Linux – reliably and automatically determine connection path of physical position of HDD from /dev/sdX device file

drive-failurehardwarelinuxmdadm

This is kind of a FAQ, but all the answers I found so far are not suited for full automation, which is what I need. So here it goes again.

In Linux:

Is there a reliable way to resolve the udev device name of a HDD (e.g. "/dev/sdg") into it's data path to identify the physical real-world cable the device is connected through (E.G. "Controller in PCIe-Slot2, SAS-Channel 0, Replicator Port 3"?

I run a server with a dozen SATA-disks in hot-swap backplanes. The disks are assembled into a software Raid6 using dmraid (Linux). For reasons beyond the scope of this question I want and need to run software raid, not hardware raid through a dedicated controller.

One of the shortcomings of software raid is that the failure LED on the drive bay doesn't come on when a drive fails in an array, because the enclosure has no way to poll mdadm for drive status. You have to find the position of the faulty drive manually.

I know you could just issue a dd if=/dev/sdg of=/dev/null and see which activity LED comes on, but I'm aiming for the pretty solution here.

To fix that I hacked together a little PCB that will talk to the backplane via i2c to switch on/off the failure LEDs of the bays and I have a little script that talks to this board via RS232.

mdadm can run a command when a failure event occurs, so I can tell mdadm to run my script and turn on the LED when a drive drops out of the array.
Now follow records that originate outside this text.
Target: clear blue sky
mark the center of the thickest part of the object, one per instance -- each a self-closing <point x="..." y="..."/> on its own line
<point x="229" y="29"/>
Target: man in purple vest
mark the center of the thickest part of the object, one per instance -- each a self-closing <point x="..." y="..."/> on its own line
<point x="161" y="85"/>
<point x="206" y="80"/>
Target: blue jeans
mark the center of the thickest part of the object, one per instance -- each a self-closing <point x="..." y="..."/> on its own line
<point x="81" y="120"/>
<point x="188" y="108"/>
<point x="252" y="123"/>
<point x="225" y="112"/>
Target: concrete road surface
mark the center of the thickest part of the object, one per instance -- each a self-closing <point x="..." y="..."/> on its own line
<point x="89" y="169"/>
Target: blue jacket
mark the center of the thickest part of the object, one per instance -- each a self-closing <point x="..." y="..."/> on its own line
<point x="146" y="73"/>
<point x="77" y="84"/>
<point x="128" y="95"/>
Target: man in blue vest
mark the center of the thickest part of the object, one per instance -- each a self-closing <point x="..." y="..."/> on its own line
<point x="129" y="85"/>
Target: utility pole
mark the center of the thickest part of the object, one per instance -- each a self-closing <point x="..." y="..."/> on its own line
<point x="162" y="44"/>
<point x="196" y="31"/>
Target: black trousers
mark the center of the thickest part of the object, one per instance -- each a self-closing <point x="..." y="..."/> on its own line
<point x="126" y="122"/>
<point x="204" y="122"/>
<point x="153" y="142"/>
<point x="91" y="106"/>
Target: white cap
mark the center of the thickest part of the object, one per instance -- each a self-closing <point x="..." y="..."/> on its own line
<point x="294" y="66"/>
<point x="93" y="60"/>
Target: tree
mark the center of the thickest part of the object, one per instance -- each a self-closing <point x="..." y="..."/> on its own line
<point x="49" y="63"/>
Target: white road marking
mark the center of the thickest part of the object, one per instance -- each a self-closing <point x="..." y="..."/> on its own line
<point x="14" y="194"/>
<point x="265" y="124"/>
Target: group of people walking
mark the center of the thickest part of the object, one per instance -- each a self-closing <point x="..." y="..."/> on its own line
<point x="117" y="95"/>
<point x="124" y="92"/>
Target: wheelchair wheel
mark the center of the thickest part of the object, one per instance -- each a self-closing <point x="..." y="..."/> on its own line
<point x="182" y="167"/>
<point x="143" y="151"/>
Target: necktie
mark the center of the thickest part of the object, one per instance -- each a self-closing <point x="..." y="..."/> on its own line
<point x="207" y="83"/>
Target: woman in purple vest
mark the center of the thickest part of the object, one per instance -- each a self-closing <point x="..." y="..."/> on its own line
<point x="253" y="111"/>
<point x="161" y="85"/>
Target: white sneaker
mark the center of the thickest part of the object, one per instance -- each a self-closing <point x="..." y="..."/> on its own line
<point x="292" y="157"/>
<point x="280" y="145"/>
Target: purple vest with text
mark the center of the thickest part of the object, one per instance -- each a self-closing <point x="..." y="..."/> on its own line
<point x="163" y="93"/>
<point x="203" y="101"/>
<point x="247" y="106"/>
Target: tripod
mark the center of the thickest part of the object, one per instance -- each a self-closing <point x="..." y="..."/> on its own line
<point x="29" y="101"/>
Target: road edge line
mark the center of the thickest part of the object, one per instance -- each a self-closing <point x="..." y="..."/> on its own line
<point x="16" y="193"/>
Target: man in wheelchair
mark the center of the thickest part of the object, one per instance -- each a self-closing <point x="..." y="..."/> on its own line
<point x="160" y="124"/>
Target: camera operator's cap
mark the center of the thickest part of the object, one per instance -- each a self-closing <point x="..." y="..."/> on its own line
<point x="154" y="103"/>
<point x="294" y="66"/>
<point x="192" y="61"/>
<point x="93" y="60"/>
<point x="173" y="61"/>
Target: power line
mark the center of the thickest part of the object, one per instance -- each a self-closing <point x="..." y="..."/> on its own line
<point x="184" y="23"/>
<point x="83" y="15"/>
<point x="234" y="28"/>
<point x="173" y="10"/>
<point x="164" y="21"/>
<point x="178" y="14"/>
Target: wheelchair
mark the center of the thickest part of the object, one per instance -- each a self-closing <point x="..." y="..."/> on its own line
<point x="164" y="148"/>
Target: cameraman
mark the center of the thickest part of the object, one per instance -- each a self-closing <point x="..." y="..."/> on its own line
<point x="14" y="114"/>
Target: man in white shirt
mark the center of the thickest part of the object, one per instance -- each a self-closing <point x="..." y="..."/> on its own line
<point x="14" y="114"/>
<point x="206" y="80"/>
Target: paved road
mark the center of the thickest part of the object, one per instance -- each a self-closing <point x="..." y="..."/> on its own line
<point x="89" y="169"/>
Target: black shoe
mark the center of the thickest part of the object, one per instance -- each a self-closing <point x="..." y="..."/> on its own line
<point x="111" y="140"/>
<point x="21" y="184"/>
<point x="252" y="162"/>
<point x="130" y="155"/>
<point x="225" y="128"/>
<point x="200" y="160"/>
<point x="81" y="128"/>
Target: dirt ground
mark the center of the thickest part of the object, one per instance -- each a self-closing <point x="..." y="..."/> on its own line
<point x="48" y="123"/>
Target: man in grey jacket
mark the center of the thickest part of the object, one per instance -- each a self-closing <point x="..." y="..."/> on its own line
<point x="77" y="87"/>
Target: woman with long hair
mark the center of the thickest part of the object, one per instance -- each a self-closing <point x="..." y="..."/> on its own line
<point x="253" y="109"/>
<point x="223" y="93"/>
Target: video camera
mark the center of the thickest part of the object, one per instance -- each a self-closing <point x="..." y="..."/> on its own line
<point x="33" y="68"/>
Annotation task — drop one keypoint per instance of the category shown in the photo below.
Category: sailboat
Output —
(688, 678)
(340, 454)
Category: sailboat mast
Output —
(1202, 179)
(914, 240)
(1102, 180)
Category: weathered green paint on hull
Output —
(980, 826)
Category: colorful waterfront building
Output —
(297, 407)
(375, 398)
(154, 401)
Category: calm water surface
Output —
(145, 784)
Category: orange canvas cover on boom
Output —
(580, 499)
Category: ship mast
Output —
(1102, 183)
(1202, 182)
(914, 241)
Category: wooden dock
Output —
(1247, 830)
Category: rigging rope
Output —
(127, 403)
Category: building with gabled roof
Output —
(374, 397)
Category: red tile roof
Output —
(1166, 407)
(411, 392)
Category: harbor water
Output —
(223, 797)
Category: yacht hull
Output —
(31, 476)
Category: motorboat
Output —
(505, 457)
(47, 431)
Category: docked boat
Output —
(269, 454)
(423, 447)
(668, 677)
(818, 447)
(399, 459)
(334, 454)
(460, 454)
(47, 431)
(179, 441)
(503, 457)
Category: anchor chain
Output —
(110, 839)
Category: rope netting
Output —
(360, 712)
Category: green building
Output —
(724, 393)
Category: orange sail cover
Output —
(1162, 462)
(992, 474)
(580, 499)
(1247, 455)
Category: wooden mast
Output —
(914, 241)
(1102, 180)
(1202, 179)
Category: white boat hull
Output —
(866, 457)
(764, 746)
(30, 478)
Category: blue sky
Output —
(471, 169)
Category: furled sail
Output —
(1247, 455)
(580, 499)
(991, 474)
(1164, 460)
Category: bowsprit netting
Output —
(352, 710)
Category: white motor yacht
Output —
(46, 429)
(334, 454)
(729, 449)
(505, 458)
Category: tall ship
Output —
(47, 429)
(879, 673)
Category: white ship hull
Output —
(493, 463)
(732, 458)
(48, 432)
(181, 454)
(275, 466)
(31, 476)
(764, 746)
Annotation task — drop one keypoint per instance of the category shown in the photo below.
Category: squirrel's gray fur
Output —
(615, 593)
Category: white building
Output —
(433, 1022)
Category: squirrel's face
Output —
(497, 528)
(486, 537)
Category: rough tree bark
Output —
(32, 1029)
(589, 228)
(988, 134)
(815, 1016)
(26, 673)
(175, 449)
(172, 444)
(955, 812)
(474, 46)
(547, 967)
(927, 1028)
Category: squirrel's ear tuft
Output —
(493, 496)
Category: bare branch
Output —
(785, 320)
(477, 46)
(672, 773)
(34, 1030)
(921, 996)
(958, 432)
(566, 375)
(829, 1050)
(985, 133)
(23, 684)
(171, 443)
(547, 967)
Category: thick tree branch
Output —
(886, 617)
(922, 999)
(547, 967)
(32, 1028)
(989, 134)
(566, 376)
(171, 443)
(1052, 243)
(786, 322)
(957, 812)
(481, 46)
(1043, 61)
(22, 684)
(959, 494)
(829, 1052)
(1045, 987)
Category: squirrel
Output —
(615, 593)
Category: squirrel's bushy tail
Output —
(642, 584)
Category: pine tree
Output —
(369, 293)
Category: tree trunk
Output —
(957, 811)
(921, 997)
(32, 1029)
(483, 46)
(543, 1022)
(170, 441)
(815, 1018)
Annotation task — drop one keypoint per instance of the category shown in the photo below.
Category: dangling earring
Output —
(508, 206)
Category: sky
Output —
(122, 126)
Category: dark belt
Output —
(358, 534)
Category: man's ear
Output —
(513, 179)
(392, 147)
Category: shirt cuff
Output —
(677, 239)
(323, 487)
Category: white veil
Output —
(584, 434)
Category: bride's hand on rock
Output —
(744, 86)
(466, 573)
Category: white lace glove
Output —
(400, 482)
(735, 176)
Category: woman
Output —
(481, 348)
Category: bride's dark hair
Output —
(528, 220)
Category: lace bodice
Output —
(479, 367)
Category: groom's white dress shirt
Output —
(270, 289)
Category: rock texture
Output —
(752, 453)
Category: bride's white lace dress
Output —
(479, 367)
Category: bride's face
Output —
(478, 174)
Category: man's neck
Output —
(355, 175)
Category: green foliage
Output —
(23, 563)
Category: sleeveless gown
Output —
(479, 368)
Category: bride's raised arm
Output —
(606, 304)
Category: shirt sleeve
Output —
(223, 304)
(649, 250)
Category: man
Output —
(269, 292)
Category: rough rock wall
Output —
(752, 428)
The only problem is:

mdadm tells me "drive /dev/sdg1 has failed". But what I need is "Drive on Controller 1, Channel 2, Port 3 has failed", so I can identify which LED to switch on.

Does anyone know a reliable way to resolve a device name like /dev/sdg back to the path?

I know hdparm -I /dev/sdX will give me the serial number and vendor of the drive so I can manually identify the disk by looking at the label, but the point is to do this automatically. Reliably identifying the controller/port involved will suffice, since the wiring usually won't change when using backplanes and I know what controller port services what drive bay.

My first idea was to do ls -lah /dev/disk/by-path | grep /dev/sdX for the appropriate target name, however this proved unreliable, as not even half of the disks currently installed appear in that directory.

Just saying "your first controller will have sda-sdh, your second controller will have sdi-p" is also unreliable, since there's a race condition at boot and sometimes the one controller is initialized first, sometimes the other. Whichever is initialized first gets /dev/sda… Also things get complicated after a hot swap or if not all bays are populated.

lshw -short -c disk seems to generate an output similar to what I'm looking for, but I'm having trouble linking the path numbers shown there to the physical cables. Are these assignments stable? What is the exact pattern? (The numbering in the scsi paths is continuous even though not all my drive bays are populated, that leads me to think these scsi path nodes are dynamically assigned, and don't directly represent physical ports on the controller)

Does anyone know a linux command which takes a /dev/sdX as argument and reliably outputs the associated PCIe-slot and controller port?

Best Answer

As a previous comment mentioned, check out /sys/block/sdX. If you cd to one of those directories, and then do ls -l, you'll see a symlink for device, which should point you to the path of the device. For example, on my system I see device in /sys/block/sdz linked as follows:
device -> ../../devices/pci0000:00/0000:00:09.0/0000:08:00.0/host3/rport-3:0-5/target3:0:5/3:0:5:1/

This gives me the exact path to the device that backs the block device, from PCI path to host controller to LUN. This may look a little different depending on the type of device you have - for example, mine is a fiber channel controller, hence the rport portion of it.